Kasule Faizo, Alladassi Boris M E, Aru Charles John, Adikini Scovia, Biruma Moses, Ugen Michael Adrogu, Kakeeto Ronald, Esuma Williams
Interdepartmental Genetics and Genomics (IGG), Iowa State University, Ames, IA, United States.
Department of Agronomy, Iowa State University, Ames, IA, United States.
Front Plant Sci. 2024 Oct 7;15:1458179. doi: 10.3389/fpls.2024.1458179. eCollection 2024.

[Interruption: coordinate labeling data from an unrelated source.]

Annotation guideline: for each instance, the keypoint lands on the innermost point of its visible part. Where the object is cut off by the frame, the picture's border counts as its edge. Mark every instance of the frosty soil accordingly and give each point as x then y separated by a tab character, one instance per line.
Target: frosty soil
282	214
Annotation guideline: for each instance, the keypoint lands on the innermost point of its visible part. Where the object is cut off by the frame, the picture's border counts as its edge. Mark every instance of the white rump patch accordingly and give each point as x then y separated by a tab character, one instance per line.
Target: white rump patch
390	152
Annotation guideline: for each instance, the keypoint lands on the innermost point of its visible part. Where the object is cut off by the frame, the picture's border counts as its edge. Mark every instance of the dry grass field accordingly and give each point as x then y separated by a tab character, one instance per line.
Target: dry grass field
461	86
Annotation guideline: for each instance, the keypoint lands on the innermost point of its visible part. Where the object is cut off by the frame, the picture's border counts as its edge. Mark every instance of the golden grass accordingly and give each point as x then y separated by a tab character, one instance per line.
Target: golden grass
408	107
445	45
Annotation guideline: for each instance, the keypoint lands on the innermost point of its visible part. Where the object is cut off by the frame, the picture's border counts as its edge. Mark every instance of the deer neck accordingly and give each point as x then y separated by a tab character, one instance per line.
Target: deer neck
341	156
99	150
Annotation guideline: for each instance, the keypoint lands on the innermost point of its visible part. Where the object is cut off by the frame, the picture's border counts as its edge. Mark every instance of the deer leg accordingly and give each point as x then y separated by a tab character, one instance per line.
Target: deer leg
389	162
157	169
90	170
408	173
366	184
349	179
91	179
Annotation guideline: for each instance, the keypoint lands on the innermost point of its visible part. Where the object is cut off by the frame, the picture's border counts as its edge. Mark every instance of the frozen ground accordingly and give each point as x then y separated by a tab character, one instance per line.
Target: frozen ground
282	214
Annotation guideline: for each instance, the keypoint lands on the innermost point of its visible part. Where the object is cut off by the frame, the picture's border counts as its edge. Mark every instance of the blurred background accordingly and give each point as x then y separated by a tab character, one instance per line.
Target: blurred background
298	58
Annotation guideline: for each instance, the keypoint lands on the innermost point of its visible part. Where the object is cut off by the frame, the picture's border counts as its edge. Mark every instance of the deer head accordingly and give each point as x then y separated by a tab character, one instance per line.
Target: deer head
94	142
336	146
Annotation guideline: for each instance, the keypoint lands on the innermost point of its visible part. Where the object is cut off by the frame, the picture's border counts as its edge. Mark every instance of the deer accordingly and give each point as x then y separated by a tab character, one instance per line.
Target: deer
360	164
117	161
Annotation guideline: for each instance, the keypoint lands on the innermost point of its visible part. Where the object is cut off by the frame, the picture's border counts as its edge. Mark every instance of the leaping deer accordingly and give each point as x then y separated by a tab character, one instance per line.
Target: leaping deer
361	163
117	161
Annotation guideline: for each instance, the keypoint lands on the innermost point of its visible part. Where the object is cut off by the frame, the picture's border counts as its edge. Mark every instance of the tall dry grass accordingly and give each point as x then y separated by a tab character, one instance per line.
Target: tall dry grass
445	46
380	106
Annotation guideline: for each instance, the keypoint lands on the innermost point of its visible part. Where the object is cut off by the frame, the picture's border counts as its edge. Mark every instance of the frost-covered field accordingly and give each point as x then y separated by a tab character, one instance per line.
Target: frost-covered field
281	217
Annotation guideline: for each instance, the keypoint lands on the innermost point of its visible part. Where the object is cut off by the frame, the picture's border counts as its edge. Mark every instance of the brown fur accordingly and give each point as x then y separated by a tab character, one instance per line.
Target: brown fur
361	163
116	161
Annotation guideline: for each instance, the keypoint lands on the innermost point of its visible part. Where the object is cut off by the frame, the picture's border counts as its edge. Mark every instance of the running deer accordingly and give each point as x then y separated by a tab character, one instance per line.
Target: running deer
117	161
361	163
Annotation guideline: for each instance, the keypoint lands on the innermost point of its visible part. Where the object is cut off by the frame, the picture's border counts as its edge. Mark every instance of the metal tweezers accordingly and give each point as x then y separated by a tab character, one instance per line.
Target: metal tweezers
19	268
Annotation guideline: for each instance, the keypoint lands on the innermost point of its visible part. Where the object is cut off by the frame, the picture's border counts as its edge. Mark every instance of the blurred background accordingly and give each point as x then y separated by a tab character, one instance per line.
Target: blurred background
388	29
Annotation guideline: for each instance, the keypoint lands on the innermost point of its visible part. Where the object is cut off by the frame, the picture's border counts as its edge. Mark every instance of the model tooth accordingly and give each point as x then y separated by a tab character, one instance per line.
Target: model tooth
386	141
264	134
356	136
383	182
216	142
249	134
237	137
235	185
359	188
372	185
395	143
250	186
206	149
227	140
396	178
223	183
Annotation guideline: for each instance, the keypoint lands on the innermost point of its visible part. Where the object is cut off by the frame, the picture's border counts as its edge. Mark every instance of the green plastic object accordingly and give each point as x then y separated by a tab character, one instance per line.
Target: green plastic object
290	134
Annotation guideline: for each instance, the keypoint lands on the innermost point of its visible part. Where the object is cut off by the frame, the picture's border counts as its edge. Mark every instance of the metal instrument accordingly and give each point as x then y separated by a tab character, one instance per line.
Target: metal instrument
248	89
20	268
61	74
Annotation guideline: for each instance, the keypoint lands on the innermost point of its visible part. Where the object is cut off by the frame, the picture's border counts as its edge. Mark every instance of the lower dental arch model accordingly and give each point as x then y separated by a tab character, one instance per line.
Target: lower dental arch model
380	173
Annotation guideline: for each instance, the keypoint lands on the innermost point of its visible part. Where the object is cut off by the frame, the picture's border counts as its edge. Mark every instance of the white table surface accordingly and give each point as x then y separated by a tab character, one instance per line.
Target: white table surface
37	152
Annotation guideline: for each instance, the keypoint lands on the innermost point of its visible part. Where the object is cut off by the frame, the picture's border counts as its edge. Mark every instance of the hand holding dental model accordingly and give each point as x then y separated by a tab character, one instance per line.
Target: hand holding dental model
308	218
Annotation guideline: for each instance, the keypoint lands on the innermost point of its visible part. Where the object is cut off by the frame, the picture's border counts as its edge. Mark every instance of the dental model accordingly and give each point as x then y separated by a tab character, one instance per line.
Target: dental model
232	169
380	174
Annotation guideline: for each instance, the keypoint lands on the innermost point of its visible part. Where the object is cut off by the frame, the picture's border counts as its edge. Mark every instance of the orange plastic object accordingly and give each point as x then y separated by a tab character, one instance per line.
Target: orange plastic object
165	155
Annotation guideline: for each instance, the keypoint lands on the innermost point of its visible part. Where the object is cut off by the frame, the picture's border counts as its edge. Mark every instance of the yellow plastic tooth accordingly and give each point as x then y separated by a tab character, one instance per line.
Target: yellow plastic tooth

Sorghum is an important source of food and feed worldwide. Developing sorghum core germplasm collections improves our understanding of the evolution and exploitation of genetic diversity in breeding programs. Despite its significance, the characterization of the genetic diversity of local germplasm pools and the identification of genomic loci underlying the variation of critical agronomic traits in sorghum remains limited in most African countries, including Uganda. In this study, we evaluated a collection of 543 sorghum accessions actively used in Ugandan breeding program across two cropping seasons at NaSARRI, Uganda, under natural field conditions. Phenotypic data analysis revealed significant (<0.01) variation among accessions for days to 50% flowering, plant height, panicle exsertion, and grain yield, with broad-sense heritability (H²) estimates of 0.54, 0.9, 0.81, and 0.48, respectively, indicating a high genetic variability for these traits. We used a newly developed genomic resource of 7,156 single nucleotide polymorphism (SNP) markers to characterize the genetic diversity and population structure of this collection. On average, the SNP markers exhibited moderately high polymorphic information content (PIC = 0.3) and gene diversity (He = 0.3), while observed heterozygosity (Ho = 0.07) was low, typical for self-pollinating crops like sorghum. Admixture-based models, PCA, and cluster analysis all grouped the accessions into two subpopulations with relatively low genetic differentiation. Genome-wide association study (GWAS) identified candidate genes linked to key agronomic traits using a breeding diversity panel from Uganda. GWAS analysis using three different mixed models identified 12 genomic regions associated with days to flowering, plant height, panicle exsertion, grain yield, and glume coverage. Five core candidate genes were co-localized with these significant SNPs. The SNP markers and candidate genes discovered provide valuable insights into the genetic regulation of key agronomic traits and, upon validation, hold promise for genomics-driven breeding strategies in Uganda.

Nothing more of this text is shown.